Ce qui se passe en ce moment n’est pas un gel en cours ; c’est un test de leadership. Les vrais leaders ne réagissent pas, ils se préparent. Les organisations qui profitent de cette période pour cataloguer et suivre leurs systèmes d’IA seront les mieux placées pour faire face à l’application de la loi. Si vous êtes un dirigeant qui gère l’IA à l’échelle de l’entreprise, planifiez comme si la conformité commençait aujourd’hui.
Comme l’a souligné Nader Henein, vice-président de l’analyse chez Gartner, le vote clarifie l’extension, mais ne laisse aucune marge d’attente aux entreprises. Il n’y a tout simplement pas assez de temps pour que les directives arrivent avant les échéances de 2026. Il conseille de profiter de tout délai pour affiner la manière dont vos équipes documentent et gèrent les systèmes d’IA, en garantissant une discipline interne en matière de transparence et de fonctionnalité. Brian Levine, directeur exécutif de FormerGov, a présenté des arguments similaires, rappelant aux dirigeants que même sans l’application de Bruxelles, les risques opérationnels et de réputation sont déjà réels. Les erreurs, les préjugés ou les manquements à la sécurité liés à l’IA porteront atteinte à la confiance du marché bien avant l’arrivée des sanctions officielles.
Pour les dirigeants, la nuance est simple mais cruciale : le retard modifie les dates, pas l’exposition. Les risques juridiques, éthiques et de marque existent aujourd’hui. Agir maintenant donne le ton de la maturité de votre organisation dans sa façon de gérer la gouvernance de l’IA.
Les DSI et les dirigeants d’entreprise doivent considérer ce report comme un temps de préparation supplémentaire.
Il existe un fossé évident entre les entreprises qui seront prêtes et celles qui ne le seront pas. Les premières intègrent déjà des cadres de conformité et testent des systèmes de gouvernance. Les autres attendent des éclaircissements qui ne viendront peut-être pas assez tôt pour avoir de l’importance. Le retard ne s’estompe que lorsque les sanctions commencent à s’appliquer.
Doug Barbin, président de Schellman, a souligné le « risque procédural » lié à l’attente. Si les négociations du Conseil de l’UE s’éternisent au-delà d’août 2026, les échéances initiales restent actives. Les dirigeants qui pensent avoir plus de temps peuvent être confrontés à des crises de conformité soudaines. La leçon est évidente : utilisez ce temps supplémentaire comme une piste stratégique.

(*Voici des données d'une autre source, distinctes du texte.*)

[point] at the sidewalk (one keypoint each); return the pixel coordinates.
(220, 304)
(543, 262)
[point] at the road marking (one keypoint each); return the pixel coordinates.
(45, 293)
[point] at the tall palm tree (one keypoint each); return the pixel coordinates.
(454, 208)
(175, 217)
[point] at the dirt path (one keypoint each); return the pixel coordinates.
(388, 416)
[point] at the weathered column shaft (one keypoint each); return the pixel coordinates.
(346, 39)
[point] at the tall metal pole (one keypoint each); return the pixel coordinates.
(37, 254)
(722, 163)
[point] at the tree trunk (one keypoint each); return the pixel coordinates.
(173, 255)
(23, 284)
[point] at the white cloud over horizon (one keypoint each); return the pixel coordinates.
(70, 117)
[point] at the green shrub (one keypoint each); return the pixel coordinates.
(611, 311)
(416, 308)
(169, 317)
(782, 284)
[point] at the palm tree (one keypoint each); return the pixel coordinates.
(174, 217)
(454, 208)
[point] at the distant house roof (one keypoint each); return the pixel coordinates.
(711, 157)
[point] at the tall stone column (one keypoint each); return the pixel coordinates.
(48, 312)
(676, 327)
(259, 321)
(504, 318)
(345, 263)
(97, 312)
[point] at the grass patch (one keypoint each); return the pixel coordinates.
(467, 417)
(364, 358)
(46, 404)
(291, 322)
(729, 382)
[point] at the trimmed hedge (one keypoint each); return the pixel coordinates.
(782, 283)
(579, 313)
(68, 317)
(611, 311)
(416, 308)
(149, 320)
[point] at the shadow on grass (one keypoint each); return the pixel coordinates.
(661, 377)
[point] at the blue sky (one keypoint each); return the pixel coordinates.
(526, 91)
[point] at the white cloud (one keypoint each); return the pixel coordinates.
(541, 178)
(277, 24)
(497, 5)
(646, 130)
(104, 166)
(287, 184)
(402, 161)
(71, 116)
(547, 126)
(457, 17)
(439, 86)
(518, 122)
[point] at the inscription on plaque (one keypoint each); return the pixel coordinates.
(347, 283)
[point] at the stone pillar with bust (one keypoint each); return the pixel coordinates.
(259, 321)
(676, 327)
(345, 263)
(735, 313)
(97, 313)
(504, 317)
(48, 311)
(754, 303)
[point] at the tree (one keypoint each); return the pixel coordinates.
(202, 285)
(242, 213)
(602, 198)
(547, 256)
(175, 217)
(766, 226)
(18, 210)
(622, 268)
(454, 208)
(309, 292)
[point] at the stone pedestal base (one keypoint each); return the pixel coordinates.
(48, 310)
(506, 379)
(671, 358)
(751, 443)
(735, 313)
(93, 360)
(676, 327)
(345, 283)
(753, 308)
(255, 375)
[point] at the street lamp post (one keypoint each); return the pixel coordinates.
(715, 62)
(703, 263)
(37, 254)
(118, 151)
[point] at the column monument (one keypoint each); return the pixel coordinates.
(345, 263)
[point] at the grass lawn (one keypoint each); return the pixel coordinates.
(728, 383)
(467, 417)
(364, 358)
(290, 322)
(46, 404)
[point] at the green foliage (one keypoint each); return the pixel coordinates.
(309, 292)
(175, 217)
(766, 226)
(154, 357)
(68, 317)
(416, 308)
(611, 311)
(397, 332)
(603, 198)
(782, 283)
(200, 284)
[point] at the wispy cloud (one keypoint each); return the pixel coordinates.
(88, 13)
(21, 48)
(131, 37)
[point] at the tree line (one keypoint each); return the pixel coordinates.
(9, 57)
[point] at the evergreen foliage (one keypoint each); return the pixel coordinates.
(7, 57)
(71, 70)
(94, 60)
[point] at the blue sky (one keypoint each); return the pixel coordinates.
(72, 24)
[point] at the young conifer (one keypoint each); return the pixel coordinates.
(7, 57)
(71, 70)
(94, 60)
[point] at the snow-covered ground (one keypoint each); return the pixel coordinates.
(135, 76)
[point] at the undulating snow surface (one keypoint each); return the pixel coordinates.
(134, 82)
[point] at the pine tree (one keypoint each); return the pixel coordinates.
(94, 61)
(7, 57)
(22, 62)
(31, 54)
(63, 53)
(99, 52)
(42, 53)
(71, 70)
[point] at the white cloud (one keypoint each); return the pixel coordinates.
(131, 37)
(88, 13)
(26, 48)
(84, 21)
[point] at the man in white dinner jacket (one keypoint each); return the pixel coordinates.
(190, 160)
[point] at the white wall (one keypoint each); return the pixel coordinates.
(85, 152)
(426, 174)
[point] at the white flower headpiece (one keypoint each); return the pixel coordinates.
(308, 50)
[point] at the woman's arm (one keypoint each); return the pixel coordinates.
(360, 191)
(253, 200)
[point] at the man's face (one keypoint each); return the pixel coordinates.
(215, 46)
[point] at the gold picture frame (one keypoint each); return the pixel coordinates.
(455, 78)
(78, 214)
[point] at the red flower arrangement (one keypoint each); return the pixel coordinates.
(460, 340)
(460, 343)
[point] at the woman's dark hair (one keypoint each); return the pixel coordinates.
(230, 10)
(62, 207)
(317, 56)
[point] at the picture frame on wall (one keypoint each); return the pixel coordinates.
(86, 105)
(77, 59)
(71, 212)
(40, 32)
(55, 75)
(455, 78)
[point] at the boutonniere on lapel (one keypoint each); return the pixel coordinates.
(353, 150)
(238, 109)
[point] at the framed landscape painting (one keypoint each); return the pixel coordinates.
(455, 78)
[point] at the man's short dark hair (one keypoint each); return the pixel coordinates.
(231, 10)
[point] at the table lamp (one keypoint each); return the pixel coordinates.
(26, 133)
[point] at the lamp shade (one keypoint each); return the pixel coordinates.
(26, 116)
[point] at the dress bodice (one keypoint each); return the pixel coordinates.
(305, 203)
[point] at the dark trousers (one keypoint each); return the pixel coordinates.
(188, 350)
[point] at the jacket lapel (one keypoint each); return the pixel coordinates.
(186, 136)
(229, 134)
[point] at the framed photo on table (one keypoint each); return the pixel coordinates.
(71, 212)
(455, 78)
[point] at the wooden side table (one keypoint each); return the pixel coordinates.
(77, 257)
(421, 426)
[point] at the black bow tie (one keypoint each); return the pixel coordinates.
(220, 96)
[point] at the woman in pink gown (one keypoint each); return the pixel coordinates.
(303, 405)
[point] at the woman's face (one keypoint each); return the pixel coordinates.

Du point de vue du leadership, il s’agit de créer une dynamique avant que la réglementation ne rattrape son retard. Les entreprises qui investissent dans l’infrastructure de gouvernance de l’IA de gouvernance de l’IA se positionnent en faveur de l’efficacité, de la confiance des investisseurs et de la fiabilité.Les entreprises qui investissent maintenant dans une infrastructure de gouvernance de l’IA se positionnent pour l’efficacité, la confiance des investisseurs et la confiance. Celles qui attendent se démèneront plus tard, dépenseront plus et resteront à la traîne en matière de maturité interne.
Pour les dirigeants, la nuance réside dans l’allocation des ressources. Ne considérez pas la conformité comme un projet secondaire, c’est une fonction de risque opérationnel. La mise en place de systèmes internes de gouvernance et de responsabilité n’est pas une faveur faite aux régulateurs, c’est une protection de votre modèle d’entreprise. Les premiers à adopter une conformité rigoureuse ne se contentent pas d’éviter les amendes, ils créent des organisations plus disciplinées et prêtes à l’innovation.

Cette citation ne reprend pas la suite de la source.